Badan Nasional Penanggulangan Bencana (BNPB) tengah mengerahkan seluruh daya untuk mempercepat pemulihan pascabencana di berbagai wilayah Indonesia. Kepala BNPB, Letjen TNI Suharyanto, menegaskan bahwa fokus utama saat ini tertuju pada penanganan empat bencana krusial, yaitu dampak gempa bumi di Nusa Tenggara Timur (NTT), aktivitas vulkanik Gunung Anak Krakatau, kebakaran hutan dan lahan (karhutla), serta banjir bandang di Sumatra dan Aceh.
Terkait aktivitas Gunung Anak Krakatau, BNPB telah menerjunkan tim pendahulu guna memantau situasi secara langsung.
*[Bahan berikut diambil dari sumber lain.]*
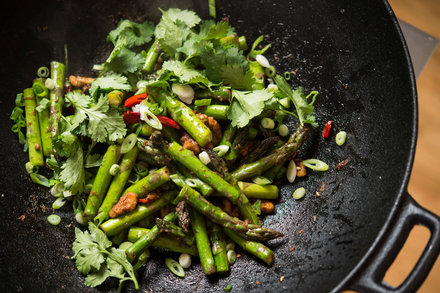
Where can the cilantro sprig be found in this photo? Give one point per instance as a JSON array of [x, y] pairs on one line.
[[95, 257], [103, 123], [303, 108]]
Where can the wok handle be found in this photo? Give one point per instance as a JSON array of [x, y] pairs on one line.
[[411, 214]]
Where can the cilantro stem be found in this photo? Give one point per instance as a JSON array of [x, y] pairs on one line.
[[129, 270]]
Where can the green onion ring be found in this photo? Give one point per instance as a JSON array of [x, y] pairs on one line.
[[315, 164], [174, 267], [152, 120], [54, 219], [43, 72], [128, 143], [58, 203], [270, 71]]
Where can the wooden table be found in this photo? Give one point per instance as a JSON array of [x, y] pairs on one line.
[[424, 184]]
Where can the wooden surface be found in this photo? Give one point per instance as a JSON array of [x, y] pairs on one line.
[[424, 184]]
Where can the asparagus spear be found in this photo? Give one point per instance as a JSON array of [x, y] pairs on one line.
[[185, 116], [56, 96], [117, 185], [152, 56], [33, 129], [252, 190], [219, 249], [170, 228], [163, 241], [277, 157], [202, 241], [43, 117], [149, 182], [221, 93], [219, 112], [101, 182], [257, 249], [190, 161], [204, 188], [214, 213], [258, 73], [120, 237], [151, 154], [142, 259], [227, 139], [138, 247], [114, 226]]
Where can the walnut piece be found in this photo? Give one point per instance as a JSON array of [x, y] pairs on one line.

Meski belum ada laporan korban jiwa maupun penetapan status darurat dari pemerintah daerah setempat, BNPB tetap bergerak cepat dengan menyiapkan Operasi Modifikasi Cuaca (OMC) Hybrid. Metode ini mengombinasikan stimulasi hujan untuk meluruhkan abu vulkanik dan penyebaran water mist guna menetralisir partikel polutan berbahaya di udara. Badan Geologi juga memastikan tubuh gunung saat ini masih stabil dan tidak berpotensi memicu tsunami seperti peristiwa kelam tahun 2018.
Sementara itu, penanganan dampak gempa di NTT difokuskan pada verifikasi kerusakan infrastruktur. Tercatat hampir 99 ribu unit rumah mengalami kerusakan. BNPB telah mengalokasikan skema bantuan stimulan finansial: Rp15 juta untuk kerusakan ringan, Rp30 juta untuk kerusakan sedang, serta penyediaan hunian sementara dan Dana Tunggu Hunian bagi warga yang rumahnya rusak berat. Untuk memastikan sektor pendidikan tetap berjalan, BNPB juga mendirikan tenda darurat sebagai ruang kelas sementara.
Tantangan berat lainnya datang dari sektor karhutla yang melanda enam provinsi prioritas. Hingga awal September, luas lahan terbakar mencapai puluhan ribu hektare, dengan kendala utama berupa sulitnya akses darat, cuaca ekstrem, dan minimnya sumber air di lahan gambut yang membutuhkan teknologi water bombing. Api di lahan gambut seringkali bertahan di bawah permukaan, sehingga memerlukan proses pendinginan ekstra dan pemantauan terus-menerus.
Terakhir, untuk korban banjir bandang di Sumatra dan Aceh, BNPB terus mengebut pembangunan Hunian Tetap (Huntap). Dana stimulan senilai lebih dari Rp703 miliar telah digelontorkan untuk pemulihan rumah warga di Aceh, Sumatera Utara, dan Sumatera Barat. Pemerintah daerah diimbau untuk mempercepat verifikasi data agar proses rekonstruksi fisik dapat diselesaikan secara maksimal.